- Born: Shanghai
- Education: National Taiwan University (BS) Stanford University (MS) Harvard University (PhD)
- Scientific career
- Fields: Physics
- Workplaces: University of California, Berkeley
- Thesis: Faraday rotation of rare-earth ions in CaF₂ (1963)
- Doctoral advisor: Nicolaas Bloembergen
- Doctoral students: Marla Feller

= Yuen-Ron Shen =

Chinese physicist

Yuen-Ron Shen (沈元壤 (Shěn Yuánrǎng)) is a Taiwanese physicist. He is a professor emeritus of physics at the University of California, Berkeley, known for his work on non-linear optics.

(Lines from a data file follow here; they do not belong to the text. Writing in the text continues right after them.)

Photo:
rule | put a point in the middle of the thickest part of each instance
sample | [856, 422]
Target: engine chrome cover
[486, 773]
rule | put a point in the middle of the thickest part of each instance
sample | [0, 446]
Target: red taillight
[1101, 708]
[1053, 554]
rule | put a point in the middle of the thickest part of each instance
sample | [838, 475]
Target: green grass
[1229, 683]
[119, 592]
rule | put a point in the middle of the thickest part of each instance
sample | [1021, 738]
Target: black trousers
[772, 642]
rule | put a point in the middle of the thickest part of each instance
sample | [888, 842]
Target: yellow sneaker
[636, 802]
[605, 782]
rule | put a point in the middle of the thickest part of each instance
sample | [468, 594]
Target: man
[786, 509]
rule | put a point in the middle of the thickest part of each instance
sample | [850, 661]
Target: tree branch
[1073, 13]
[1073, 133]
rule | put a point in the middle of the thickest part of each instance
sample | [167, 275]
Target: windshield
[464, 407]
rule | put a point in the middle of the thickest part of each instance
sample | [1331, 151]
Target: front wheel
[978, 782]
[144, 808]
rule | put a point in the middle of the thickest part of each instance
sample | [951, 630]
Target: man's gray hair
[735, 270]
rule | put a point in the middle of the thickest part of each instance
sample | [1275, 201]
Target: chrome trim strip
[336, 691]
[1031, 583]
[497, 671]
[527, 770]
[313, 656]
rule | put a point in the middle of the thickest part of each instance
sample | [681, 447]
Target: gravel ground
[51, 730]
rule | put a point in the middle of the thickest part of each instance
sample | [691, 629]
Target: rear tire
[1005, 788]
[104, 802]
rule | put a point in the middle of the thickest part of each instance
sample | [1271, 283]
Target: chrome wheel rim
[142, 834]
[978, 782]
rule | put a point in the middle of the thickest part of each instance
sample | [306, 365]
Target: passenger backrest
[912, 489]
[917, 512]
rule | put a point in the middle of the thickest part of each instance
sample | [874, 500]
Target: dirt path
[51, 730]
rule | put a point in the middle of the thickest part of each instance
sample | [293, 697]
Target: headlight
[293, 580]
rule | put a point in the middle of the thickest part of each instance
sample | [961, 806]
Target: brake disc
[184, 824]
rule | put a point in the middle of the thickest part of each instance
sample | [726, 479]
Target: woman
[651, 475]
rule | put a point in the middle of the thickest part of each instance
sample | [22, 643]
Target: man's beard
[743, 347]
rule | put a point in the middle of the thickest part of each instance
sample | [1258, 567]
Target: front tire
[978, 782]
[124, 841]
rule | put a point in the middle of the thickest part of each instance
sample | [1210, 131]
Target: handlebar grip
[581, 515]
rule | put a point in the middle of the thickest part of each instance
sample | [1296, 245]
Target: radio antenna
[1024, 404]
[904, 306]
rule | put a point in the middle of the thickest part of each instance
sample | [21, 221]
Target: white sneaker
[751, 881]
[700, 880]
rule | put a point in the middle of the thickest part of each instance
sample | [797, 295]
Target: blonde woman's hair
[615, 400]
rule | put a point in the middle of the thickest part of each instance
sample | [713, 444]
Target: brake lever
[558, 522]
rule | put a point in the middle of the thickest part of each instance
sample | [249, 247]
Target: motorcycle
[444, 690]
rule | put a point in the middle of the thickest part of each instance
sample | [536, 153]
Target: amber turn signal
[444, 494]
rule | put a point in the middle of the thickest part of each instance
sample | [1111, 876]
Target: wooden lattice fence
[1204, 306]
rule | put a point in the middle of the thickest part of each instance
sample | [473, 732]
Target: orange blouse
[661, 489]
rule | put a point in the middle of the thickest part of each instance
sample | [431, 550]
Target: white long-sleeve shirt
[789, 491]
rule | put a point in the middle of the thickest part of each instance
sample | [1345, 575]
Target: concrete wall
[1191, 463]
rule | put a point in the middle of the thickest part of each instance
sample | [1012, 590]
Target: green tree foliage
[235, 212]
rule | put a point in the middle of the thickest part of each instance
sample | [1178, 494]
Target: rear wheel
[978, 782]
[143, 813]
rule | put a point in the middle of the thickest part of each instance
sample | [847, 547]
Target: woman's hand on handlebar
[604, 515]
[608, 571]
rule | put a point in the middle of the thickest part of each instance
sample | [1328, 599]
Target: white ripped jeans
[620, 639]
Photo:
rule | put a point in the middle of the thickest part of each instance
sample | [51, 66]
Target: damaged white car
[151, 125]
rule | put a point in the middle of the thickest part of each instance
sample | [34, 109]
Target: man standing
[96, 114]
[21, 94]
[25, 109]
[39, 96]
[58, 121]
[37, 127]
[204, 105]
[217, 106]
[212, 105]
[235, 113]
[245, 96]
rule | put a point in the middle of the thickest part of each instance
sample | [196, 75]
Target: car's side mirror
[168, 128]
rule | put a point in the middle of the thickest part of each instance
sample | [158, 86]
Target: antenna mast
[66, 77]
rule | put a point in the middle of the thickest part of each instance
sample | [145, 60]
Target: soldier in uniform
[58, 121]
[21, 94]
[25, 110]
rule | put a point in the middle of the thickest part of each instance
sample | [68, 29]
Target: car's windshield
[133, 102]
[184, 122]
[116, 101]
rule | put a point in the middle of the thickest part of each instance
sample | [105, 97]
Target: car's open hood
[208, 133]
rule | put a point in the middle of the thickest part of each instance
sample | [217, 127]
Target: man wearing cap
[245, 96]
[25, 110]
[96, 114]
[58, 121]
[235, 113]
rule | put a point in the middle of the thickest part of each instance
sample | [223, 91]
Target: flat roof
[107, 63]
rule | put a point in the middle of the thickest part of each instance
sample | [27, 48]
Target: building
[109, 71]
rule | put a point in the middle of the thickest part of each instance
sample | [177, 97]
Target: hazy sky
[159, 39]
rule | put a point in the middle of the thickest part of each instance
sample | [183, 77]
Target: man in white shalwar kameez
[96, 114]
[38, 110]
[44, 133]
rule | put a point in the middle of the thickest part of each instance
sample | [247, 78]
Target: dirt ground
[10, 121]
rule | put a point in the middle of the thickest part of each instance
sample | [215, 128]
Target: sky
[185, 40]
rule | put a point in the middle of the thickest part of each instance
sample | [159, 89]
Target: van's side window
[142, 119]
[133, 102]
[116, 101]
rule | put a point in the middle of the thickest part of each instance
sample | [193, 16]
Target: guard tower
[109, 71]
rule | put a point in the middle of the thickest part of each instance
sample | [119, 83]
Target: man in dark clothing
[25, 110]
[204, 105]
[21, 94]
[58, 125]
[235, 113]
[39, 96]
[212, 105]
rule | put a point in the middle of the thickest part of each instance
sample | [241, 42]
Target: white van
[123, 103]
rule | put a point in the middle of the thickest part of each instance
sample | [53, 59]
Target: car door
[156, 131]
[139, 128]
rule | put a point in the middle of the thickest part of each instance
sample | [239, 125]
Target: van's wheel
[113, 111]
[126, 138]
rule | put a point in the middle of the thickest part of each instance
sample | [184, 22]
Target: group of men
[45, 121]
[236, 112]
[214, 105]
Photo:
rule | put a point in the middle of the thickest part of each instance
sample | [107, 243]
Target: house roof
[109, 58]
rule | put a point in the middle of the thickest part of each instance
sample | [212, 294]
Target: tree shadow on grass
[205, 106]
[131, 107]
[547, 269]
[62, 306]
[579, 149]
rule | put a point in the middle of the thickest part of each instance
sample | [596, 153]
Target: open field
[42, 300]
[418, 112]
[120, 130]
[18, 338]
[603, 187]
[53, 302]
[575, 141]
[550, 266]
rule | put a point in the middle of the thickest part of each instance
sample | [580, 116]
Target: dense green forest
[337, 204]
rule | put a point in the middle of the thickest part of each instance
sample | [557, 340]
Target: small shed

== Education and career ==
Shen was born in Shanghai and graduated from National Taiwan University. He received his Ph.D. in Applied Physics from Harvard under physicist and Nobel Laureate Nicolaas Bloembergen in 1963, and joined the department of physics at Berkeley in 1964. In the early years, Shen was probably best known for his work on self-focusing and filament propagation of laser beams in materials. These fundamental studies enabled the creation of ultrafast supercontinuum light sources. In the 1970s and 1980s, he collaborated with Yuan T. Lee on the study of multiphoton dissociation of molecular clusters. The molecular-beam photofragmentation translational spectroscopy that they developed has clarified much of the initial confusion concerning the dynamics of infrared multiphoton dissociation processes. In the 1980s and 1990s, Shen developed various nonlinear optics methods for the study of material surfaces and interfaces. Among these techniques, second-harmonic generation and sum frequency generation spectroscopy are best known and now widely used by scientists from various fields. He has collaborated with Gabor Somorjai on the use of the technique of Sum Frequency Generation Spectroscopy to study catalyst surfaces. He is the author of the book The Principles of Nonlinear Optics. Shen belongs to the prolific J. J. Thomson academic lineage tree. Currently, Shen works in U. C. Berkeley and Fudan University in Shanghai.

==Awards and honors==
- American Academy of Arts and Sciences, member 1990
- National Academy of Sciences, member 1995
- Academia Sinica (Taiwan), member 1990
- Chinese Academy of Sciences, member 1996
- American Physical Society, fellow
- Optical Society of America, fellow
- American Association for the Advancement of Science, fellow
- Sloan Research Fellowship, 1966–68
- Guggenheim Fellow, 1972–73
- Miller Professor, 1975, 1981
- Alexander von Humboldt Award, 1984
- C. H. Townes Award, Optical Society of America, 1986
- Arthur L. Schawlow Prize in Laser Science, 1992
- Max Planck Research Prize, 1996
- Frank Isakson Prize for Optical Effects in Solids, 1998
- International Science and Technology Cooperation Award, China 2008
- DOE Award for Outstanding Scientific Accomplishments in Solid State Physics, 1983
- DOE Award for Sustained Outstanding Research in Solid State Physics, 1987
- DOE Award for Significant Implications for DOE-Related Technologies, 1997.